Many applications require fast implementations of signal processing algorithms to analyze data in real time or to effectively process many large data sets. Fast implementations of a signal transform need to take advantage of structure in the transformation matrix to factor the transform into a product of structured matrices. These factorizations compute the transform with fewer operations than the naive implementation of matrix multiplication. Signal transforms can have a vast number of factorizations, with each factorization of a single transform represented by a unique but mathematically equivalent formula. Interestingly, when implemented in code, these formulas can have significantly different runtimes on the same processor, sometimes differing by an order of magnitude. Further, the optimal implementations differ significantly between processors. Therefore, determining which formula is the most efficient for a particular processor is of great interest.

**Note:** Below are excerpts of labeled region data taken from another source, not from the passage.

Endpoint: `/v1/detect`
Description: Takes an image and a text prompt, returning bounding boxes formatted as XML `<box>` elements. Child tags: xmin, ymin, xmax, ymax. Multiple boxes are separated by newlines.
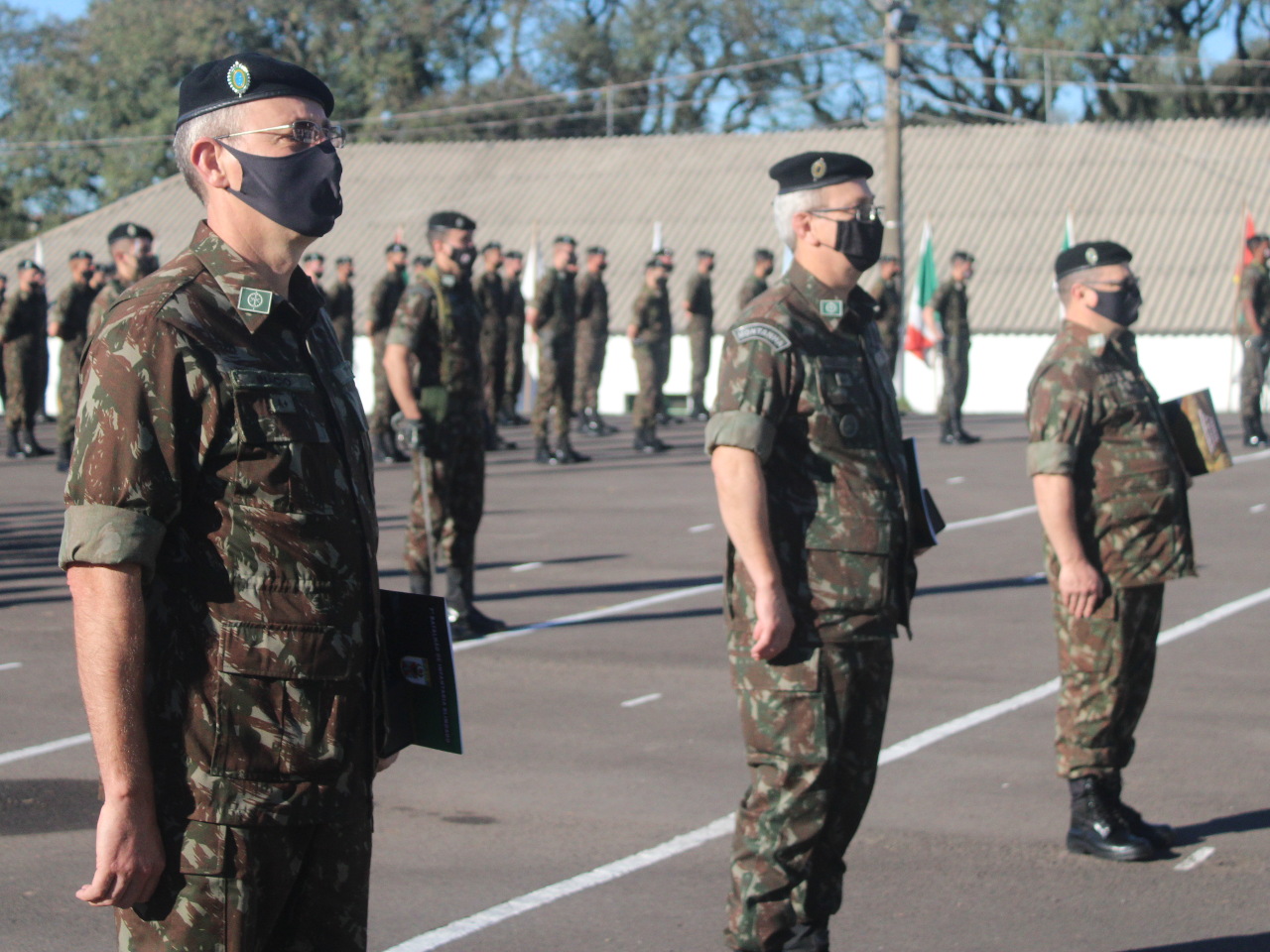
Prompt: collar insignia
<box><xmin>239</xmin><ymin>289</ymin><xmax>273</xmax><ymax>313</ymax></box>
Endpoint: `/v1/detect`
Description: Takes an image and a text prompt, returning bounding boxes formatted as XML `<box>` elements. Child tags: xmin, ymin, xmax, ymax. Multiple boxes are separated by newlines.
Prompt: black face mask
<box><xmin>221</xmin><ymin>142</ymin><xmax>344</xmax><ymax>237</ymax></box>
<box><xmin>833</xmin><ymin>218</ymin><xmax>884</xmax><ymax>274</ymax></box>
<box><xmin>1091</xmin><ymin>278</ymin><xmax>1142</xmax><ymax>327</ymax></box>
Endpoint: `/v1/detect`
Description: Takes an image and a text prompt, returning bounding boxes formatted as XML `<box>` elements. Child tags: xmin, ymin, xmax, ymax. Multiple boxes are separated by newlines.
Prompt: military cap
<box><xmin>177</xmin><ymin>52</ymin><xmax>335</xmax><ymax>128</ymax></box>
<box><xmin>1054</xmin><ymin>241</ymin><xmax>1133</xmax><ymax>281</ymax></box>
<box><xmin>767</xmin><ymin>153</ymin><xmax>872</xmax><ymax>195</ymax></box>
<box><xmin>105</xmin><ymin>221</ymin><xmax>155</xmax><ymax>245</ymax></box>
<box><xmin>428</xmin><ymin>212</ymin><xmax>476</xmax><ymax>231</ymax></box>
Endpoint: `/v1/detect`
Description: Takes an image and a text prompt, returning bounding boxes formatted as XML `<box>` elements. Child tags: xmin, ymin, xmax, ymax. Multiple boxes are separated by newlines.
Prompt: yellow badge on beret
<box><xmin>225</xmin><ymin>60</ymin><xmax>251</xmax><ymax>96</ymax></box>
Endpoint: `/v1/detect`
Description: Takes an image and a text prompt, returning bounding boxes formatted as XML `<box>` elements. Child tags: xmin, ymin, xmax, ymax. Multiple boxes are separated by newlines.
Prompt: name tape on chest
<box><xmin>731</xmin><ymin>323</ymin><xmax>793</xmax><ymax>353</ymax></box>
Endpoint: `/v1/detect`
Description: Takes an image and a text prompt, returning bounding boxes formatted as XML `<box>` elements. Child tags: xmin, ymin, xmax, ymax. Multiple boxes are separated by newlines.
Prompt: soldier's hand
<box><xmin>749</xmin><ymin>586</ymin><xmax>794</xmax><ymax>661</ymax></box>
<box><xmin>1058</xmin><ymin>558</ymin><xmax>1102</xmax><ymax>618</ymax></box>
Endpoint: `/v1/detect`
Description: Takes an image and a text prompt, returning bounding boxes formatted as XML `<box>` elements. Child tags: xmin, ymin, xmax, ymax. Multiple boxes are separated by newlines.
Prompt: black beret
<box><xmin>1054</xmin><ymin>241</ymin><xmax>1133</xmax><ymax>281</ymax></box>
<box><xmin>177</xmin><ymin>54</ymin><xmax>335</xmax><ymax>128</ymax></box>
<box><xmin>767</xmin><ymin>153</ymin><xmax>872</xmax><ymax>195</ymax></box>
<box><xmin>105</xmin><ymin>221</ymin><xmax>155</xmax><ymax>245</ymax></box>
<box><xmin>428</xmin><ymin>212</ymin><xmax>476</xmax><ymax>231</ymax></box>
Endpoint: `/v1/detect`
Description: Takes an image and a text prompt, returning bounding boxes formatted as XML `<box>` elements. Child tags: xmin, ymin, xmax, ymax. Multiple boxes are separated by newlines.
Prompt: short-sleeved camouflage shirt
<box><xmin>60</xmin><ymin>222</ymin><xmax>378</xmax><ymax>825</ymax></box>
<box><xmin>706</xmin><ymin>263</ymin><xmax>917</xmax><ymax>644</ymax></box>
<box><xmin>1028</xmin><ymin>321</ymin><xmax>1195</xmax><ymax>588</ymax></box>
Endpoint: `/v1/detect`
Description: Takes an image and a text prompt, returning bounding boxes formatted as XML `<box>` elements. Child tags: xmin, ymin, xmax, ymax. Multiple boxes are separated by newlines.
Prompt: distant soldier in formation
<box><xmin>326</xmin><ymin>255</ymin><xmax>355</xmax><ymax>363</ymax></box>
<box><xmin>364</xmin><ymin>241</ymin><xmax>410</xmax><ymax>463</ymax></box>
<box><xmin>869</xmin><ymin>255</ymin><xmax>904</xmax><ymax>377</ymax></box>
<box><xmin>384</xmin><ymin>212</ymin><xmax>503</xmax><ymax>639</ymax></box>
<box><xmin>706</xmin><ymin>153</ymin><xmax>917</xmax><ymax>952</ymax></box>
<box><xmin>49</xmin><ymin>251</ymin><xmax>98</xmax><ymax>472</ymax></box>
<box><xmin>572</xmin><ymin>245</ymin><xmax>617</xmax><ymax>436</ymax></box>
<box><xmin>922</xmin><ymin>251</ymin><xmax>979</xmax><ymax>445</ymax></box>
<box><xmin>499</xmin><ymin>251</ymin><xmax>528</xmax><ymax>426</ymax></box>
<box><xmin>87</xmin><ymin>222</ymin><xmax>159</xmax><ymax>339</ymax></box>
<box><xmin>1235</xmin><ymin>235</ymin><xmax>1270</xmax><ymax>447</ymax></box>
<box><xmin>736</xmin><ymin>248</ymin><xmax>776</xmax><ymax>311</ymax></box>
<box><xmin>1028</xmin><ymin>241</ymin><xmax>1195</xmax><ymax>861</ymax></box>
<box><xmin>626</xmin><ymin>258</ymin><xmax>671</xmax><ymax>453</ymax></box>
<box><xmin>684</xmin><ymin>248</ymin><xmax>713</xmax><ymax>421</ymax></box>
<box><xmin>0</xmin><ymin>260</ymin><xmax>50</xmax><ymax>458</ymax></box>
<box><xmin>526</xmin><ymin>235</ymin><xmax>589</xmax><ymax>464</ymax></box>
<box><xmin>476</xmin><ymin>241</ymin><xmax>516</xmax><ymax>450</ymax></box>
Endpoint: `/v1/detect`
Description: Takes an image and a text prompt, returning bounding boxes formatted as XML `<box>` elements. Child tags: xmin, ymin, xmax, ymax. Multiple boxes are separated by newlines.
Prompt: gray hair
<box><xmin>172</xmin><ymin>103</ymin><xmax>244</xmax><ymax>204</ymax></box>
<box><xmin>772</xmin><ymin>187</ymin><xmax>825</xmax><ymax>251</ymax></box>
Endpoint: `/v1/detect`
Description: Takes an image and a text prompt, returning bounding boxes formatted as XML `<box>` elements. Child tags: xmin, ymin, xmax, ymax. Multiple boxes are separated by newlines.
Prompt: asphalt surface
<box><xmin>0</xmin><ymin>416</ymin><xmax>1270</xmax><ymax>952</ymax></box>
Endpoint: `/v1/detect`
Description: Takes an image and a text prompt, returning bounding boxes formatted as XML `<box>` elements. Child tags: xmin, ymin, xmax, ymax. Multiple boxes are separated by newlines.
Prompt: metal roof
<box><xmin>0</xmin><ymin>119</ymin><xmax>1270</xmax><ymax>334</ymax></box>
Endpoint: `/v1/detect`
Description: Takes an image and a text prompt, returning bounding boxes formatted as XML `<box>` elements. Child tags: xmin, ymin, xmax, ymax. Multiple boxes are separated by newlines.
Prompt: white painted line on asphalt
<box><xmin>1174</xmin><ymin>847</ymin><xmax>1216</xmax><ymax>872</ymax></box>
<box><xmin>385</xmin><ymin>588</ymin><xmax>1270</xmax><ymax>952</ymax></box>
<box><xmin>0</xmin><ymin>734</ymin><xmax>92</xmax><ymax>767</ymax></box>
<box><xmin>622</xmin><ymin>694</ymin><xmax>662</xmax><ymax>707</ymax></box>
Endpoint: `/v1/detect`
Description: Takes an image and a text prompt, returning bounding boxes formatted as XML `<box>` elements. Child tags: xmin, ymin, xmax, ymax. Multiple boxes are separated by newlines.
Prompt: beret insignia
<box><xmin>731</xmin><ymin>322</ymin><xmax>790</xmax><ymax>353</ymax></box>
<box><xmin>225</xmin><ymin>60</ymin><xmax>251</xmax><ymax>96</ymax></box>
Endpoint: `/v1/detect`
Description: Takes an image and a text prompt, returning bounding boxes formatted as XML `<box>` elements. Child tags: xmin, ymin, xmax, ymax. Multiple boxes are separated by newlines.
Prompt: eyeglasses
<box><xmin>216</xmin><ymin>119</ymin><xmax>344</xmax><ymax>149</ymax></box>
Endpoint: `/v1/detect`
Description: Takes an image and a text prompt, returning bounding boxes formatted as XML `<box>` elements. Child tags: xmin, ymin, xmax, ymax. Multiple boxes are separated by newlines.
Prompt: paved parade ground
<box><xmin>0</xmin><ymin>416</ymin><xmax>1270</xmax><ymax>952</ymax></box>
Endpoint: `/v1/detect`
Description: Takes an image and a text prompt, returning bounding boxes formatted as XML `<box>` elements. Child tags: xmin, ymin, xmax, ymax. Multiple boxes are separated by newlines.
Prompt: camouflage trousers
<box><xmin>1239</xmin><ymin>334</ymin><xmax>1270</xmax><ymax>420</ymax></box>
<box><xmin>530</xmin><ymin>337</ymin><xmax>574</xmax><ymax>439</ymax></box>
<box><xmin>724</xmin><ymin>635</ymin><xmax>893</xmax><ymax>952</ymax></box>
<box><xmin>1054</xmin><ymin>584</ymin><xmax>1165</xmax><ymax>779</ymax></box>
<box><xmin>115</xmin><ymin>816</ymin><xmax>371</xmax><ymax>952</ymax></box>
<box><xmin>58</xmin><ymin>339</ymin><xmax>85</xmax><ymax>443</ymax></box>
<box><xmin>689</xmin><ymin>314</ymin><xmax>712</xmax><ymax>401</ymax></box>
<box><xmin>367</xmin><ymin>330</ymin><xmax>398</xmax><ymax>435</ymax></box>
<box><xmin>940</xmin><ymin>334</ymin><xmax>970</xmax><ymax>426</ymax></box>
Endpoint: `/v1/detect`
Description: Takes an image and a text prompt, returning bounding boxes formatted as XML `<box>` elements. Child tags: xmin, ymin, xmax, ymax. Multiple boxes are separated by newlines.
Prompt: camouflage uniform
<box><xmin>1239</xmin><ymin>262</ymin><xmax>1270</xmax><ymax>429</ymax></box>
<box><xmin>931</xmin><ymin>278</ymin><xmax>970</xmax><ymax>432</ymax></box>
<box><xmin>531</xmin><ymin>268</ymin><xmax>577</xmax><ymax>440</ymax></box>
<box><xmin>0</xmin><ymin>287</ymin><xmax>49</xmax><ymax>430</ymax></box>
<box><xmin>326</xmin><ymin>278</ymin><xmax>354</xmax><ymax>363</ymax></box>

This thesis contributes methods for automating the modeling and optimization of performance across a variety of signal processing algorithms. Modeling and understanding performance can greatly aid in intelligently pruning the huge search space when optimizing performance. Automation is vital considering the size of the search space, the variety of signal processing algorithms, and the constantly changing computer platform market.
To automate the optimization of signal transforms, we have developed and implemented a number of different search methods in the SPIRAL system. These search methods are capable of optimizing a variety of different signal transforms, including new user-specified transforms. We have developed a new search method for this domain, STEER, which uses an evolutionary stochastic algorithm to find fast implementations.
To enable computer modeling of signal processing performance, we have developed and analyzed a number of feature sets to describe formulas representing specific transforms. We have developed several different models of formula performance, including models that predict runtimes of formulas and models that predict the number of cache misses formulas incur.
Further, we have developed a method that uses these learned models to generate fast implementations. This method is able to construct fast formulas, allowing us to intelligently search through only the most promising formulas. While the learned model is trained on data from one transform size, our method is able to produce fast formulas across many transform sizes, including larger sizes, even though it has never timed a formula of those other sizes.